I have a generator for a large set of items. I want to iterate through them once, outputting them to a file. However, with the file format I currently have, I first have to output the number of items I have. I don't want to build a list of the items in memory, as there are too many of them and that would take a lot of time and memory. Is there a way to iterate through the generator, getting its length, but somehow be able to iterate through it again later, getting the same items?
我有一套用于大量物品的发电机。我想迭代它们一次,将它们输出到一个文件。但是,对于我目前拥有的文件格式,我首先必须输出我拥有的项目数。我不想在内存中构建项目列表,因为它们太多而且需要花费大量的时间和内存。有没有办法迭代生成器,获得它的长度,但不知何故能够再次迭代它,获得相同的项目?

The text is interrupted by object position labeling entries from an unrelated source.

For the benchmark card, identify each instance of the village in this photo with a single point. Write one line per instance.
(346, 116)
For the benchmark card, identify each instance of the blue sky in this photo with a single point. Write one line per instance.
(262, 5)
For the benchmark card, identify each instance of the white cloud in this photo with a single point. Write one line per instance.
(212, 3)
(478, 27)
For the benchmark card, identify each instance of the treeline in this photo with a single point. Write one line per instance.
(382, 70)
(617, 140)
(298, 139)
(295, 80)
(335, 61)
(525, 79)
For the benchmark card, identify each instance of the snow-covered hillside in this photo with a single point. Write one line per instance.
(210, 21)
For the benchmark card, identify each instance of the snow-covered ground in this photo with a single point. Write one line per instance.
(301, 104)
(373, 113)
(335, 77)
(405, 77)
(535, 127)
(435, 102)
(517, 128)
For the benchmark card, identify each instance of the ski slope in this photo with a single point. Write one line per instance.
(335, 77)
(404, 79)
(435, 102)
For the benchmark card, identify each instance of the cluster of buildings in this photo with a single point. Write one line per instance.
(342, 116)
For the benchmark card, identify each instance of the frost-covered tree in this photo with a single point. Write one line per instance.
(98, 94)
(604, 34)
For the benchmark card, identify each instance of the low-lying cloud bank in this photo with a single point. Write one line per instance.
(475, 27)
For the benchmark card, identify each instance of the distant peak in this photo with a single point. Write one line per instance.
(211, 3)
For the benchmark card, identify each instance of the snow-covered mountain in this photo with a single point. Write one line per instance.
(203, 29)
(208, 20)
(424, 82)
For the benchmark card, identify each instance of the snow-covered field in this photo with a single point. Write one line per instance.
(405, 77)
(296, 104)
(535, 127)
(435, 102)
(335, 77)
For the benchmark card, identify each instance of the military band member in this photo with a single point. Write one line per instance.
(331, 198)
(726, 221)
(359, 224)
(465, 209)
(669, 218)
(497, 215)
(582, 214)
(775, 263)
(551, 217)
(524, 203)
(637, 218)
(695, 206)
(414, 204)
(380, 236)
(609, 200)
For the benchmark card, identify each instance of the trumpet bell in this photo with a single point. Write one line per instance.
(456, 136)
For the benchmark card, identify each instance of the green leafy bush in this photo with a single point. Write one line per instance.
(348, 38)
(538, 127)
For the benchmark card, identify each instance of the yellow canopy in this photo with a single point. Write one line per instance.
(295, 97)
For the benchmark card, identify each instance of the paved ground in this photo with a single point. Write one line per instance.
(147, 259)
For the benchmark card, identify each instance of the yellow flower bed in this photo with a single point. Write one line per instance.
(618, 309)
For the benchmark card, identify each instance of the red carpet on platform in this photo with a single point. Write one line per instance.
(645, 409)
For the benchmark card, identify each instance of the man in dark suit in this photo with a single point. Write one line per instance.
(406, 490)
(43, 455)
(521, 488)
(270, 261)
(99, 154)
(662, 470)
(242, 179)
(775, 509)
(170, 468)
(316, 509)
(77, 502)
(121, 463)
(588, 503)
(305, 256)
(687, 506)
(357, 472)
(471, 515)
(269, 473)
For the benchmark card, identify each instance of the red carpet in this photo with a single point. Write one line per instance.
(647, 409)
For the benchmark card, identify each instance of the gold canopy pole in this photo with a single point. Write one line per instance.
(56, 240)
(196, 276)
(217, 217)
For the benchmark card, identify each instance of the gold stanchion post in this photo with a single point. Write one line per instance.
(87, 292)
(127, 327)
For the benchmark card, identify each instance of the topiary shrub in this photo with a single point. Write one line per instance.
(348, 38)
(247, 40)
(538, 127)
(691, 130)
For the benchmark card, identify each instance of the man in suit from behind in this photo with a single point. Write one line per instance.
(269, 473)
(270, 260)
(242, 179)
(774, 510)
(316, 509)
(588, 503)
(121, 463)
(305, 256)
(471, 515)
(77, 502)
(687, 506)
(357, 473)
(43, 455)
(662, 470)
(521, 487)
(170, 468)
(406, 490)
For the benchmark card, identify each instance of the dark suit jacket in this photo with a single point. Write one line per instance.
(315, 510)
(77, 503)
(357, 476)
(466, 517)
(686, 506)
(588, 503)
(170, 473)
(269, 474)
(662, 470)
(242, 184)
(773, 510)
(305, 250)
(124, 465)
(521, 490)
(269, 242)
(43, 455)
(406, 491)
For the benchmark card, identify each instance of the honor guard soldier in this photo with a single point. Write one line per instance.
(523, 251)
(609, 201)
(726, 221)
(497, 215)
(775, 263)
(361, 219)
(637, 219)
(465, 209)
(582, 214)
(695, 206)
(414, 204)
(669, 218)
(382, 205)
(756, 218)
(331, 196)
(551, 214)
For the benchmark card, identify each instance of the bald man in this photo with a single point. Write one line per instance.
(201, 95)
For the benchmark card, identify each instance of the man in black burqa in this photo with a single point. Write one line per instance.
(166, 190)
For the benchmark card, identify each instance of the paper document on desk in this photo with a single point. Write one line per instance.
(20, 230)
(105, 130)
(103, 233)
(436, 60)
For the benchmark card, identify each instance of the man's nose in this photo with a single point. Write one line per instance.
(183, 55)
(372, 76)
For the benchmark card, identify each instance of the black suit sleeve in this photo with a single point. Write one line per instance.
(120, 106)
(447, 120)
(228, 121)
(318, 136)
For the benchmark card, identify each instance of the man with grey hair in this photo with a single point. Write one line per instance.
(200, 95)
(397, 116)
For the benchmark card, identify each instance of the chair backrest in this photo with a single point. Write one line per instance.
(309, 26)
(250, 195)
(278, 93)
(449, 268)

If not, what other solution could I come up with for this problem?
如果没有,我可以为这个问题提出什么其他解决方案?
3 个解决方案
#1
5
If you can figure out how to just write a formula to calculate the size based on the parameters that control the generator, do that. Otherwise, I don't think you would save much time.
如果你能弄清楚如何根据控制发生器的参数编写一个公式来计算大小,那就这样做吧。否则,我认为你不会节省太多时间。
Include the generator here, and we'll try to do it for you!
在这里包括发电机,我们会尽力为您服务!
#2
5
This cannot be done. Once a generator is exhausted it needs to be reconstructed in order to be used again. It is possible to define the __len__()
method on an iterator object if the number of items is known ahead of time, and then len()
can be called against the iterator object.
这是不可能做到的。一旦发电机耗尽,就需要重建它以便再次使用。如果事先知道项目数,则可以在迭代器对象上定义__len __()方法,然后可以针对迭代器对象调用len()。
#3
5
I don't think that is possible for any generalized iterator. You will need to figure out how the generator was originally constructed and then regenerate it for the final pass.
我认为任何通用迭代器都不可能。您将需要弄清楚如何最初构建生成器,然后为最终传递重新生成它。
Alternatively, you could write out a dummy size to your file, write the items, and then reopen the file for modification and correct the size in the header.
或者,您可以在文件中写出虚拟大小,编写项目,然后重新打开文件进行修改并更正标题中的大小。
If your file is a binary format, this could work quite well, since the number of bytes for the size is the same regardless of what the actual size is. If it is a text format, it is possible that you would have to add some extra length to the file if you weren't able to pad the dummy size to cover all cases. See this question for a discussion on inserting and rewriting in a text file using Python.
如果您的文件是二进制格式,这可以很好地工作,因为无论实际大小是多少,大小的字节数都是相同的。如果是文本格式,如果您无法填充虚拟大小以覆盖所有情况,则可能需要为文件添加一些额外长度。有关使用Python在文本文件中插入和重写的讨论,请参阅此问题。
#1
5
If you can figure out how to just write a formula to calculate the size based on the parameters that control the generator, do that. Otherwise, I don't think you would save much time.
如果你能弄清楚如何根据控制发生器的参数编写一个公式来计算大小,那就这样做吧。否则,我认为你不会节省太多时间。
Include the generator here, and we'll try to do it for you!
在这里包括发电机,我们会尽力为您服务!
#2
5
This cannot be done. Once a generator is exhausted it needs to be reconstructed in order to be used again. It is possible to define the __len__()
method on an iterator object if the number of items is known ahead of time, and then len()
can be called against the iterator object.
这是不可能做到的。一旦发电机耗尽,就需要重建它以便再次使用。如果事先知道项目数,则可以在迭代器对象上定义__len __()方法,然后可以针对迭代器对象调用len()。
#3
5
I don't think that is possible for any generalized iterator. You will need to figure out how the generator was originally constructed and then regenerate it for the final pass.
我认为任何通用迭代器都不可能。您将需要弄清楚如何最初构建生成器,然后为最终传递重新生成它。
Alternatively, you could write out a dummy size to your file, write the items, and then reopen the file for modification and correct the size in the header.
或者,您可以在文件中写出虚拟大小,编写项目,然后重新打开文件进行修改并更正标题中的大小。
If your file is a binary format, this could work quite well, since the number of bytes for the size is the same regardless of what the actual size is. If it is a text format, it is possible that you would have to add some extra length to the file if you weren't able to pad the dummy size to cover all cases. See this question for a discussion on inserting and rewriting in a text file using Python.
如果您的文件是二进制格式,这可以很好地工作,因为无论实际大小是多少,大小的字节数都是相同的。如果是文本格式,如果您无法填充虚拟大小以覆盖所有情况,则可能需要为文件添加一些额外长度。有关使用Python在文本文件中插入和重写的讨论,请参阅此问题。